Chinese Art Prices Show Signs of Stabilizing
2009-06-10 09:49:39 SONIA KOLESNIKOV-JESSOP
In May 2007, “The Sisters (Grand Family No. 7),” an oil painting by Zhang Xiaogang, sold for $1.16 million at Christie’s New York. Last month, it went under the hammer there again — this time for $722,500.
That sale sent mixed signals. The 27 percent price fall mirrored the overall state of the contemporary art market; still, bidding was active, and the painting came through as the top lot of the afternoon’s offering of postwar and contemporary art, beating works by Damien Hirst, Keith Harding and Richard Prince. After its initial collapse, as the economic crisis struck, the Chinese contemporary market may be bottoming out.
At the Christie’s Hong Kong spring auctions, also last month, 34 of 38 lots offered in an evening sale of Asian contemporary and Chinese 20th-century art sold for a total $19.9 million, more than double the low end of the pre-sale estimate — which was pitched conservatively to avoid scaring off possible bidders.
The two top lots, works by the 20th-century masters Sanyu and Zao Wou-Ki, together raised 44 percent of the total. Still, Chinese contemporary artists did better than some feared, said Anders Petterson, managing director of ArtTactic, an art market research company, raising a total of $4.94 million against a low-end estimate of $4.52 million.
While the $19.9 million total was a fraction of the $31.47 million achieved in equivalent evening sales a year earlier, “the success of the evening sale showed that the Asian art market could be weathering the downturn better than its Western counterpart,” Mr. Petterson said, comparing the outcome with mediocre results at the London contemporary art sales in February and the New York sales in May.
The decision of the Hong Kong sale managers to sharply cut estimates and merge contemporary Asian with Chinese 20th-century art “seems to have had a positive effect,” he added.
Larger sales the next day showed a similar pattern, with volumes and prices far below the peaks of last year, but with strong buying interest at the lower levels.
“Obviously the market has changed,” said Ingrid Dudek, senior specialist in Asian contemporary art at Christie’s, “but we saw across the board some really solid results, even after you cut out the Chinese modern masters.”
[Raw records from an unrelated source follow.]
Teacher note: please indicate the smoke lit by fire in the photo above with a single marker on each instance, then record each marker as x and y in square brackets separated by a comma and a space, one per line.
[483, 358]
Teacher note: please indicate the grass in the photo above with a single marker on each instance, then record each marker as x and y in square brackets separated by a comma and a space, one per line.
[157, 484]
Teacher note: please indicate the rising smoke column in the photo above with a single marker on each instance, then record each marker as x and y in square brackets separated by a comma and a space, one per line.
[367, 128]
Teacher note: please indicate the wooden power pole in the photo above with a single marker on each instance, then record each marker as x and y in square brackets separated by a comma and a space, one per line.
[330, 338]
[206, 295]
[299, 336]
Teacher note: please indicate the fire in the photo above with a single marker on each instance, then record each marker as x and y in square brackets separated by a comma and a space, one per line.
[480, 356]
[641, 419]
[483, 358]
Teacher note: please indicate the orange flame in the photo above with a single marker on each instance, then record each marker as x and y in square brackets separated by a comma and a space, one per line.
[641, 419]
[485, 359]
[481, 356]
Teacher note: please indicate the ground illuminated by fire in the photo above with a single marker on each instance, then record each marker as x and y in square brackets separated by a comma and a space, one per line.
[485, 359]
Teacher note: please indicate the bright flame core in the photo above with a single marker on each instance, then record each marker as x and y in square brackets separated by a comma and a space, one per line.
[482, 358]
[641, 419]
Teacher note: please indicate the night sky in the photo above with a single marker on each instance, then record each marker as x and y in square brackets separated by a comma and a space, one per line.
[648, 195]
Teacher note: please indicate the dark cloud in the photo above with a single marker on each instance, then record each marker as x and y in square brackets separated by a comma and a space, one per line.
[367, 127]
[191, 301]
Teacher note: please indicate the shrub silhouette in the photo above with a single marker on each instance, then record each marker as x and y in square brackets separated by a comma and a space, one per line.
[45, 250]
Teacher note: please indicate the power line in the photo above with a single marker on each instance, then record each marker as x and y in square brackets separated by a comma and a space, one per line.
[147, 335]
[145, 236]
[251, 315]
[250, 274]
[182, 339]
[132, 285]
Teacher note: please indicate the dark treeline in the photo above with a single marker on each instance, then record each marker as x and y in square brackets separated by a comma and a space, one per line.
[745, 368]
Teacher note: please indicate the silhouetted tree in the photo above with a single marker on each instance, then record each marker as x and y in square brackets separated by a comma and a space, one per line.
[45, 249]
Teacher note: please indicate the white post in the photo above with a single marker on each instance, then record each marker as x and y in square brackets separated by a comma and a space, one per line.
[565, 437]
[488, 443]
Liu Ye’s 1999 work “Rising Sun” sold for $419,500, more than double its upper estimate of $153,800, while Fang Lijun’s “1994 No. 6” made $593,600, against an upper estimate of $388,800. Both works were fairly small and this may have helped them to hold their value in the current market, Ms. Dudek said.
Still, two of three paintings by Yue Minjun — who was red-hot recently — failed to sell at Christie’s day sale; and at the Phillips Contemporary Art auction in New York in May, Yue’s “Backyard Garden,” a 2005 painting with his signature laughing men, estimated at $500,000 to $600,000, also went unsold.
“People are being selective about what’s worth it and what’s not,” Ms. Dudek said. “Collectors are taking a more piece-by-piece approach. His most recent pieces have not sold as well as the older ones. The critical consensus on some of his recent pieces is not 100 percent established, but his earlier pieces come through with much higher prices because they remain fairly established in term of quality and value.”